Tour guide: Just up ahead on the right is where Delancey Medua's septum fell out after a ketamine party.

Tour guide: Remember – these people are rich and beautiful, and that makes them better than us.

Tour guide: Okay people, get those cameras out – this is Portola Drive. You won't get a better chance to spot a celebrity in its natural habitat. As you can see, the recession hasn't hit this part of town very hard. These are some of the most offensively high-end designer stores in the country. And now, some fun trivia for you; there have been a number of movies shot on Portola Drive. Mostly awful ones about rich idiots. Including the blockbuster 2005 romantic comedy Shoe Whore, that's credited with sending women's rights back fifty years. The store we're passing now is where British star Charlotte Crown was caught on film in the changing room eating and purging the same burrito over and over again. Just like a dog.

Tour guide: This is the Epsilon Center. Anyone with red hair, please cover it for your own safety. If you really want to meet a famous celebrity, this place is packed full of them. Take an introductory course. It... it changed my life. Kifflom!

Tour guide: Keep those cameras out and fingers on the trigger – celebs are skinny and fast.

Tour guide: To the left, you'll see a spot where a pizza boy claims that Clay PG Jackson asked him to remove his shorts.

Tour guide: You'll recognize this stretch of road from those videos of Jill Von Crastenburg with the Romanian shotput team.

Tour guide: Don't you just love people you've never met, and who would have you arrested if you came within ten feet of them?

Tour guide: And here is City Hall. This is where the mayor's office is, if any of you care. You might recognize this building from the twenty minute final dogfight to save Earth in the movie Invasion: Los Santos.

Tour guide: Please – refrain from taking photos of ethnic minorities. They could be gang members.

Tour guide: The next corner is where actor Scott Stephens famously prolapsed after a failed party trick.

Tour guide: Remember when Lazlow was arrested for masturbating with an eggplant and shouting at women? That happened right here.

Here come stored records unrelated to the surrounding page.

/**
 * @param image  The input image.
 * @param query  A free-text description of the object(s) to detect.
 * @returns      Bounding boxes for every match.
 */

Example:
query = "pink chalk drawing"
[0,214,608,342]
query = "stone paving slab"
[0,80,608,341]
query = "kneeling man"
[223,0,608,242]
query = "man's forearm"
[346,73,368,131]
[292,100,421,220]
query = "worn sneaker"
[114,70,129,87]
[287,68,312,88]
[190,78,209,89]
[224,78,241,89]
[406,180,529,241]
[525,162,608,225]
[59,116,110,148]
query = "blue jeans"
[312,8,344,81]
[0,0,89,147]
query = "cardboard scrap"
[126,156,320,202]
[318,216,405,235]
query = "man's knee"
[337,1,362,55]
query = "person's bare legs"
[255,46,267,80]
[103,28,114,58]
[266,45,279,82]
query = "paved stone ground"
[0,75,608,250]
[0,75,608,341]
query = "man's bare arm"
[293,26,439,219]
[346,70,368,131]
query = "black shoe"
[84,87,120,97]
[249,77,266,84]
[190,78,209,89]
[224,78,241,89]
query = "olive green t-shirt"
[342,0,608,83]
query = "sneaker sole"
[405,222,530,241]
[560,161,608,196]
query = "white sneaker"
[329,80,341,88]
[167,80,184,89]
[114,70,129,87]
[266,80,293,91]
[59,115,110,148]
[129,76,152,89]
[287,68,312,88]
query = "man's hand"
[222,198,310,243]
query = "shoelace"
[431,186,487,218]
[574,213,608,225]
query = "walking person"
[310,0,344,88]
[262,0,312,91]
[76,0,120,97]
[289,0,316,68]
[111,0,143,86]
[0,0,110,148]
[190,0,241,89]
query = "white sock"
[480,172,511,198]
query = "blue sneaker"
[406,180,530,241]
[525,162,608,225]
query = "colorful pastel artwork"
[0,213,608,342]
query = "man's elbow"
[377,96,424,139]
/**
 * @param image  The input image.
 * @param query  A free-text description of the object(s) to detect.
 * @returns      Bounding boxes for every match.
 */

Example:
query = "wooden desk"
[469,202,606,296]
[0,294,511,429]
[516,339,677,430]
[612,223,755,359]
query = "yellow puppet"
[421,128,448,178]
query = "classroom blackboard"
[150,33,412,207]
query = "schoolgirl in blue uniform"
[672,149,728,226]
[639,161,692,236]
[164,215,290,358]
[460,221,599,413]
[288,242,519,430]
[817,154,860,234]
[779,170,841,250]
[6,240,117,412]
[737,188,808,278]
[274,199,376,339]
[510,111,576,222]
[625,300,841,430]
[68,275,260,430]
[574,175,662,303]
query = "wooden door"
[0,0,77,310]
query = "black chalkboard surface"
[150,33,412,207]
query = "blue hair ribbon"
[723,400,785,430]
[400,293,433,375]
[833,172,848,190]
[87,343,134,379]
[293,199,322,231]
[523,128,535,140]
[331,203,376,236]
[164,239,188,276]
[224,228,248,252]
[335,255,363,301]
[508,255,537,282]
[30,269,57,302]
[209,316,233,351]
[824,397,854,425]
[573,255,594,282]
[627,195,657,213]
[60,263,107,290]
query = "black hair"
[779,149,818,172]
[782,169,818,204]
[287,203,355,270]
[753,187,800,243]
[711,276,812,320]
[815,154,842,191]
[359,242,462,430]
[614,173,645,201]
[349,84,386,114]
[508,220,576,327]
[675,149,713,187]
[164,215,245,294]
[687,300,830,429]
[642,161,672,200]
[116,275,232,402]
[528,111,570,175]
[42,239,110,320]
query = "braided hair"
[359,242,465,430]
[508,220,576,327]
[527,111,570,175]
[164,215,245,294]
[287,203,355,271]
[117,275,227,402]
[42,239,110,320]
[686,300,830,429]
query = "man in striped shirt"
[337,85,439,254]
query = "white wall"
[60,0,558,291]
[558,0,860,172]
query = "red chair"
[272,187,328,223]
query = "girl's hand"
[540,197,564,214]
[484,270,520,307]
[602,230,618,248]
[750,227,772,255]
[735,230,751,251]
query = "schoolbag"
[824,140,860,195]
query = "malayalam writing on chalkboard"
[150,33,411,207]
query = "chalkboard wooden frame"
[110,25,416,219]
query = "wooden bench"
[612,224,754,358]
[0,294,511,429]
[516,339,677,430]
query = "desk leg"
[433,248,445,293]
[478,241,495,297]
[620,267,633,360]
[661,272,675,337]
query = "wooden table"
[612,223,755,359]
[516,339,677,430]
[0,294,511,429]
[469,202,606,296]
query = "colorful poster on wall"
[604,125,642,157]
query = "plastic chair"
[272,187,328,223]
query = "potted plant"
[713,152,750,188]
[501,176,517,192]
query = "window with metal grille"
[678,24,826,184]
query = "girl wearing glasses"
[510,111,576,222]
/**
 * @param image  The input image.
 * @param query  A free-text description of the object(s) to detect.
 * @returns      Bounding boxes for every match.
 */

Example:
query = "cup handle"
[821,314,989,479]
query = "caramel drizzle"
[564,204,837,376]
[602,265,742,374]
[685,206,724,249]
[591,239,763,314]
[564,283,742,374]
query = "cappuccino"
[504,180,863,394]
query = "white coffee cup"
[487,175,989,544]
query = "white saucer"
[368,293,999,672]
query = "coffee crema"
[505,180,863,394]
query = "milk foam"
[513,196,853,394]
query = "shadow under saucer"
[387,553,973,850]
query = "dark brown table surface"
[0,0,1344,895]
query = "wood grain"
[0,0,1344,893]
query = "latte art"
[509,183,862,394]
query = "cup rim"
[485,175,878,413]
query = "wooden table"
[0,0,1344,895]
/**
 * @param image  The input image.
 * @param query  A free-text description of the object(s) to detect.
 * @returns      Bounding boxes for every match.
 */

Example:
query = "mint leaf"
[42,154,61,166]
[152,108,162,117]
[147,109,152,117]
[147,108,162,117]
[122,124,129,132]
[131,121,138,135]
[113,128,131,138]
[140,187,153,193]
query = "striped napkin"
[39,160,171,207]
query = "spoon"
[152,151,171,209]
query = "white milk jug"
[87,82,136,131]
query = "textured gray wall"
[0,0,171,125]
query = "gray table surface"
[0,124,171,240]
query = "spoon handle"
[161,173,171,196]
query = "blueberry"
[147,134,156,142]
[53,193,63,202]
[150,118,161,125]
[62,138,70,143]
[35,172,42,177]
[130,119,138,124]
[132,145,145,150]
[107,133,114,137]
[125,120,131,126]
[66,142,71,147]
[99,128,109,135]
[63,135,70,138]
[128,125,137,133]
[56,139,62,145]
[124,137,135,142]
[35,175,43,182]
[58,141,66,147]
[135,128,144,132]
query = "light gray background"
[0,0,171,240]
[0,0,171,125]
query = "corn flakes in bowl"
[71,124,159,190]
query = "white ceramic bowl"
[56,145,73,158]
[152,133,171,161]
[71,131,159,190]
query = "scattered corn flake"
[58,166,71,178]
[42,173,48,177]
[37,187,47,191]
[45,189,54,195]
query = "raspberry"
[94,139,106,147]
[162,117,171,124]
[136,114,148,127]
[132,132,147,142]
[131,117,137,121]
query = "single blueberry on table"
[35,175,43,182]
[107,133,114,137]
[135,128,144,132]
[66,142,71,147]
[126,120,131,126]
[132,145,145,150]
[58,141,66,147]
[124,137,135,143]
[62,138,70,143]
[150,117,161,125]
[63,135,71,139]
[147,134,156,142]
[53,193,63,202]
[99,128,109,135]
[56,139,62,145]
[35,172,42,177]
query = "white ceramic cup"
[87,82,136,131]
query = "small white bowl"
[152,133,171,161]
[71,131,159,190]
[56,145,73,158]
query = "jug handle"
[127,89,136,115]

Tour guide: And here we have the beautiful Oriental Theater. Riots broke out on the theater's opening night in 1928, as desperate fans tried to get up skirt shots of the legendary silent movie star Miriam Turner, much like you're doing today, except with really heavy cameras. My daughter tells me it isn't politically correct to say 'Oriental' any more, but considering some the other common terms for Asians in the 1920s, the name could have been a lot worse. There's a saying, that to go to Los Santos and not see the Oriental Theater is like going to China and not visiting a Burger Shot. I've never really understood what that means, but...

Tour guide: And here we are, back on the strip. As they say in Vinewood, that's a wrap, folks. I hope I managed to take your minds off the economic downturn for just a little while. I'd like to remind any Europeans that one percent is an insult, not a tip. Enjoy the rest of your vacation.